Spatial Sampling

How do we collect geospatial information?

TopHat Question 1

“Everything is related to everything else, but near things are more related than distant things.” This statement is known as:

  • Tobler’s First Law of Geography
  • Tobler’s Last Law of Geography
  • Geography’s First Principal
  • The Only Rule of GIS

The First Law of Geography

Everything is related to everything else, but near things are more related than distant things.

  • Object/areas near each other are more likely to be similar Objects/areas near that are distant from each other are more likely to be different
  • This aspect of nature keeps coming in GIS!

Sampling

The process of selecting points from within an area or population, called a sample frame.

  • We collect information for a subset of objects/locations sample frame
    • But we ignore most objects/locations
    • Think back to Bonini’s Paradox

Sampling

The process of selecting points from within an area or population, called a sample frame.

  • How we define the sample frame and choose samples can determine the quality of our data
    • We want to maximize representativeness of the sample
    • But also minimize effort and expense associated with sampling

Scientific Sampling

Requires each element in the sample frame have a known and pre-specified chance of selection.

  • Biased Sampling: some elements have a greater or lower chance of being selected
  • Unbiased: every element has an equal chance of being selected

Random Sampling

In theory, a random sample is best. Its the “gold standard”.

  • Unbiased: each location has equal chance of selection
    • Easy to do, randomly select 𝑥,𝑦 coordinates
  • A key assumption of many statistical tests

Random Sampling

Can be difficult to implement in practice.

  • Chance that all samples miss important features
  • May be barriers to access
    • Remote or rugged terrain
    • Private property
    • Systematic under-responses

Random Sampling

We have some options to account for the drawbacks

  • “Law of large numbers”: as we collect more information, our sample will become increasingly representative of actual population values
    • Larger sample sizes or “Bootstrapping”
  • Not always practical
    • Requires more time and resources

TopHat Question 2

To collect a random sample, every object or location must:

  • Have an equal chance of selection
  • Be approximately the same size
  • Not be close to other samples (i.e., equally dispersed)
  • Not have a predefined chance of selection

Alternate Approaches to Sampling

Biased sampling

  • Create a sample design that trades a sampling scheme for randomness
  • Induce bias to the sample to:
    • Save time or resources
    • Account for relevant information about the sample frame

Systematic Sampling

A random starting point is chosen and a fixed sampling interval is used.

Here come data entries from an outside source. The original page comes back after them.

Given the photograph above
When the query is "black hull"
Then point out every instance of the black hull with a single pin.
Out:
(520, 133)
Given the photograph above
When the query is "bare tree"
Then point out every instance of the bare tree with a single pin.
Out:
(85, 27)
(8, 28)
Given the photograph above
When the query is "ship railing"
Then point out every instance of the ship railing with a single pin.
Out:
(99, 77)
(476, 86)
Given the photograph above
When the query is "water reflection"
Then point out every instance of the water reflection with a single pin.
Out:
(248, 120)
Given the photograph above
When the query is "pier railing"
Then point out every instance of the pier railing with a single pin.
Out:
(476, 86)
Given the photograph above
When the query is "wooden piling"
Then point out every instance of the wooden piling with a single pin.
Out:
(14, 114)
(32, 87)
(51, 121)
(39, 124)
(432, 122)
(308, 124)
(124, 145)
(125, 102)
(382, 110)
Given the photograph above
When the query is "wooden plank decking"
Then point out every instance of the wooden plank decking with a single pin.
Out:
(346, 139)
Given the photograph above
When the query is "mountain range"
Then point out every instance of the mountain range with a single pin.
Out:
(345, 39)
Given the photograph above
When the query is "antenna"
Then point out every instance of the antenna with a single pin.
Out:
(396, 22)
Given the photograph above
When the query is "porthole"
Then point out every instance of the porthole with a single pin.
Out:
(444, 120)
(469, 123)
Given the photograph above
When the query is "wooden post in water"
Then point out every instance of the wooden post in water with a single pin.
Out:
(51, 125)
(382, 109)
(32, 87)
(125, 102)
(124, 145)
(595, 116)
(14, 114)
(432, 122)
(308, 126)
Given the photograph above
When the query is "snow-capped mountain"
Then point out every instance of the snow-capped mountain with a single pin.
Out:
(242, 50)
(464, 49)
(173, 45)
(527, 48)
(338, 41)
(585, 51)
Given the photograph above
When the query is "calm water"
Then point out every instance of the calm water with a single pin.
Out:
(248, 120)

  • Randomly select first of 3 students
    • Select every 3rd after

Systematic Sampling

A random starting point is chosen and a fixed sampling interval is used.

  • Choose a random starting point
    • Then draw equally spaced grid

Systematic Sampling

A random starting point is chosen and a fixed sampling interval is used.

  • Premise behind satellite data collection
    • Often good for continuous fields
      • eg., land cover

Systematic Sampling

A random starting point is chosen and a fixed sampling interval is used.

  • Not ideal for discrete objects that exhibit periodicity
    • City blocks, Roads, etc.

Stratified Sampling

Address the issues with systematic sampling by sampling at random locations, while applying a “systematic bias”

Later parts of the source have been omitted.